We’ve also got a user to works in computer-aided design and we’re exploring how it can be developed to support him with his work too.

As we continue to develop Canute, we’re able to adapt the scripting so it can be personalised for different uses.

How the Womanthology community can support

As I mentioned earlier, Bristol Braille is a community interest company. We’ve been able to do all this research and development by bidding for grants, loans and investments.

For the last two years, we have been developing the Canute Console. It is a Linux workstation with a multiline Braille display. It is composed of a Canute 360 Braille display docked in a workstation that adds a pull-out Qwerty keyboard, a fold-up 13″ high contrast monitor, and runs off a Raspberry Pi 400. This means the Canute can be connected to the internet and becomes interactive. It allows co-working and co-playing between Braille readers and their sighted or low-vision colleagues.

We are now selling the Canute Console and we’d like to find companies that would like to buy one or two consoles.

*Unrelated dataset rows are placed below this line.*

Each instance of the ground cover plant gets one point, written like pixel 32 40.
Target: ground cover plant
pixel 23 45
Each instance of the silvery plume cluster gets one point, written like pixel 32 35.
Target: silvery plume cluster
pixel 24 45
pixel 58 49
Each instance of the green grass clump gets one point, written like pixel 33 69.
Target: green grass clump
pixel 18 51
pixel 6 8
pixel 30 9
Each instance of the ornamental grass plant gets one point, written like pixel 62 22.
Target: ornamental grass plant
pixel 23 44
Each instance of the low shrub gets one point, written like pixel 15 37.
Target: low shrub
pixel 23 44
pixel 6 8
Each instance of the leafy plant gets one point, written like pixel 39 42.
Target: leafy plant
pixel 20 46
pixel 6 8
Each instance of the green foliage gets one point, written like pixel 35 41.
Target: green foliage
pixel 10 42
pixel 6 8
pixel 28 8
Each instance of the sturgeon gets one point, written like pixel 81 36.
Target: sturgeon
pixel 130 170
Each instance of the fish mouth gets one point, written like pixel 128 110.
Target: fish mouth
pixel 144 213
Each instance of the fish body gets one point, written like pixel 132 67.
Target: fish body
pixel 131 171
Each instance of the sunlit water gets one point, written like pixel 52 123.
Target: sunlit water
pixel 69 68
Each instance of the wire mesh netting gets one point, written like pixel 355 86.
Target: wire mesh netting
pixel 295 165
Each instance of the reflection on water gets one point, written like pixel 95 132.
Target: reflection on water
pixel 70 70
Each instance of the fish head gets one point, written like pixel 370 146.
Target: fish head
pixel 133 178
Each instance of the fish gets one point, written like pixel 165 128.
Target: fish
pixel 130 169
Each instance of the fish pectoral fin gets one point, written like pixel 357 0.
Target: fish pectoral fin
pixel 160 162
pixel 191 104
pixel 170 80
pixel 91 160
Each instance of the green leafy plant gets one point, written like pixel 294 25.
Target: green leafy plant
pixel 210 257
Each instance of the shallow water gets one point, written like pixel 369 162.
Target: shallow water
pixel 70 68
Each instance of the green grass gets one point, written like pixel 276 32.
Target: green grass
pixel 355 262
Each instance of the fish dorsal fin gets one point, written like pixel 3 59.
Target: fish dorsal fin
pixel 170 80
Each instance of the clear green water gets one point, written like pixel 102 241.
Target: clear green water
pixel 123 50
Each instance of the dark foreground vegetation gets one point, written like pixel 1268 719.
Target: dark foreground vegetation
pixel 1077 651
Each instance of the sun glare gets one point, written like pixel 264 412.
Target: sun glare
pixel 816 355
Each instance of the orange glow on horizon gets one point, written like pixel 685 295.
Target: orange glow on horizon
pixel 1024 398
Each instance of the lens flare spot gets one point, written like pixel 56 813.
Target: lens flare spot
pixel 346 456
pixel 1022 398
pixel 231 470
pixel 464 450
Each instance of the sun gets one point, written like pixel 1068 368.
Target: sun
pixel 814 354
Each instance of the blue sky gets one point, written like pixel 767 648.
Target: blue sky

They’re now retailing for about £4,000, whereas our nearest competitors are more like £15,000, although they do something different and they work on a different basis to the Canute.

Feel free to email me at if you’d like any more details about the Canute and ways it might be able to help blind and partially sighted people.

Coming up next

Coming up next I’m looking forward to new projects on the Canute, which will enable it to do things that we haven’t been able to before.

Outside of work, I’m a keen swimmer so I’m looking forward to doing more of that.